The SAQA exhibit was powerful in ways that made me examine my social awareness. That is not a comfortable feeling, but art evokes feelings and some of them my not be the ones we want, but face them nonetheless.


The hoopla created a roar that went through that show like butter off hot grits. I was teaching and several students came back from lunch breathless and asking had I seen That Quilt? Me, what quilt and what’s happening? Stories ran the gamut from “…, there's a naked lady quilt downstairs and somebody got arrested for making a lot of noise…”, to “…show manage had to call the cops ‘cause some woman demanded that a quilt be removed from the show…” The truth was somewhere in between.


This SAQA exhibit did what is had challenged itself to do, raise social awareness to the indignities that countless people live with on a daily basis….it did that powerfully.

The fact that this quilt was singled out, brought added attention to the SAQA exhibit and brought hoards of folks to the quilt show. This alone was priceless. The vendors were doing the happy dance due to the increase in foot traffic.


I watched, during one of my mad dashes around the show, as one quilter would lead her group to see That Quilt and then they would continue to view the entire exhibit.

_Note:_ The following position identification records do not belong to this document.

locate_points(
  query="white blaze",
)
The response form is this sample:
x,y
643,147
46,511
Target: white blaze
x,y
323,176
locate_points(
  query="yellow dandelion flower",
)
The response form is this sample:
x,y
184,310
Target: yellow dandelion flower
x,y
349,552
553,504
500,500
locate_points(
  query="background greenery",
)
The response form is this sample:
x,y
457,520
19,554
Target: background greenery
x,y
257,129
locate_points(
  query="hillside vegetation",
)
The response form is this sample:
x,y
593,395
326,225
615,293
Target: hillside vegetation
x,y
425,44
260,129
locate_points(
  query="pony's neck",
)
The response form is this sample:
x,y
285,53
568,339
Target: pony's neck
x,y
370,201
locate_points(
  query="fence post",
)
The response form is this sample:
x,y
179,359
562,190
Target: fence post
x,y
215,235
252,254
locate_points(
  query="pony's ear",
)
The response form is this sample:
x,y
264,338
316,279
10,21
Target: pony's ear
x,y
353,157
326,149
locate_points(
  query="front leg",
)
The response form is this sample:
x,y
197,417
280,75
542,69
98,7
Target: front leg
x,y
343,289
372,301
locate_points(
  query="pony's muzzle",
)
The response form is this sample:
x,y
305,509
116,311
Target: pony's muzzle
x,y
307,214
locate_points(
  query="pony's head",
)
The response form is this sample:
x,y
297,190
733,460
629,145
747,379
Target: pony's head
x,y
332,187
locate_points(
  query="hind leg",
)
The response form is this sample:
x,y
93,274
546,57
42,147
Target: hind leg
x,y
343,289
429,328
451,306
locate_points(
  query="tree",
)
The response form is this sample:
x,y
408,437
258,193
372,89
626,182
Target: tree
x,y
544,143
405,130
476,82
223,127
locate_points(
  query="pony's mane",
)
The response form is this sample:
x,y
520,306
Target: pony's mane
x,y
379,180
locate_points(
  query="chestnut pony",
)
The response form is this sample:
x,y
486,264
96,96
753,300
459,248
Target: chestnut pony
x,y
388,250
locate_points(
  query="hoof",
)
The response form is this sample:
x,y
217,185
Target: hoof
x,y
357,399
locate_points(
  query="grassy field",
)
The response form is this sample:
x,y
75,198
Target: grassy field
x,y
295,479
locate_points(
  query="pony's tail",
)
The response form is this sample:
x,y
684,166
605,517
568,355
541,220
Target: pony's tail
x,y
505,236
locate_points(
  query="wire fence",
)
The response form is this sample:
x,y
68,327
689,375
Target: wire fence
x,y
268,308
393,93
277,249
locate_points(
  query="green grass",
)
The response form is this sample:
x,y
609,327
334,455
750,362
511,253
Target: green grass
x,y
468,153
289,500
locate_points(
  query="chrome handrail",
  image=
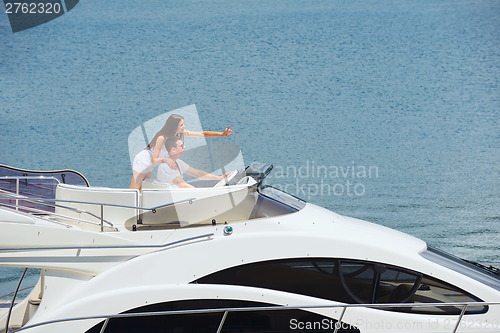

You could not buy that kind of advertising for a show.


During lunch breaks there was continued discussion of the exhibit. How cool is that? People sitting around talking about social issues and their feelings, art quilts and artist was refreshing. It was amazing to see.


Again, this is from my perspective only and I am sleep deprived, but I needed to get my impressions down on paper (you know what I mean). I also think that it brought a new perspective to a lot of viewers that had never paid more than a glancing nod to Art Quilts and broadened a few horizons. I say “Bravo SAQA” and thanks for the controversy.


Now I have to go back to sleep before I fall over. Come back during the week as my brain starts to normalize again for more comments and photos from the Mid Atlantic quilt show. Ta Dahlings!

1 comment:

Bette said...

THANK YOU for your commentary. I was there on Thursday, and thought nothing out of the ordinary for that particular quilt. The entire exhibit on homelessness, brought up uncomfortable feelings, so I felt that the exhibit accomplished what it set out to do. The exhibit on racisim did the same, but no one spoke of that one. I'm with you 100%. Thank you for putting it out there.